Lesson Plan

• Describe how red blood cells transport O₂ and CO₂, referencing haemoglobin, carbonic anhydrase, haemoglobinic acid and carbaminohaemoglobin.
• Explain the Bohr effect and how the formation of Hb‑H⁺ and Hb‑CO₂ facilitates O₂ release in tissues.
• Interpret a schematic of the O₂/CO₂ transport pathway and identify the role of the chloride shift.
• Apply knowledge to predict how changes in pH or CO₂ levels affect haemoglobin affinity for O₂.

• Projector and screen
• PowerPoint/Google Slides with labelled transport diagram
• Printed worksheet with blank transport pathway table
• RBC model or 3‑D printed haemoglobin illustration
• Clickers or coloured cards for quick quizzes
• Whiteboard and markers

Begin with a short video clip of a person running and breathing heavily to hook interest. Ask students what they already know about how blood carries gases. State that by the end of the lesson they will be able to explain the detailed role of red blood cells and the key molecules involved.

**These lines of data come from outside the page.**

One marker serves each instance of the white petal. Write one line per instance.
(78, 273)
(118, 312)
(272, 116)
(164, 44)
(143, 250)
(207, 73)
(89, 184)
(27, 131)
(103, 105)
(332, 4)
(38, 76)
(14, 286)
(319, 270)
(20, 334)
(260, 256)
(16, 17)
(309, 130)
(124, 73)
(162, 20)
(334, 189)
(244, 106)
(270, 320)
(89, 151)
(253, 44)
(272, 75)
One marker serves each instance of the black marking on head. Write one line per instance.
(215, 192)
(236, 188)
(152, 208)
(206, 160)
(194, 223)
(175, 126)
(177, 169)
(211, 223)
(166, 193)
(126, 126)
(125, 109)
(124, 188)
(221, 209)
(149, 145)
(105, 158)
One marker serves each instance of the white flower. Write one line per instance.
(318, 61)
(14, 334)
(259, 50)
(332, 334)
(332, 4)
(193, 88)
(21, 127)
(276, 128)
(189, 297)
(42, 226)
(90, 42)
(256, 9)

1. Do‑now (5'): Quick multiple‑choice quiz on basic gas exchange concepts (displayed via clickers).
2. Mini‑lecture with diagram (10'): Explain RBC structure, haemoglobin binding, and carbonic anhydrase activity.
3. Guided activity (15'): Students label a blank transport pathway table (worksheet) in pairs, using the projected diagram.
4. Think‑Pair‑Share (10'): Discuss the Bohr effect and how Hb‑H⁺ and Hb‑CO₂ influence O₂ release; each pair records one real‑life example.
5. Formative check (5'): Exit‑ticket on the board – “One sentence describing how CO₂ is transported back to the lungs.”

Summarise the four key steps of O₂ and CO₂ transport, highlighting the roles of haemoglobin, carbonic anhydrase, haemoglobinic acid and carbaminohaemoglobin. Collect the exit‑ticket and remind students to complete the worksheet at home, extending the activity by comparing transport efficiency in sea‑level vs. high‑altitude conditions.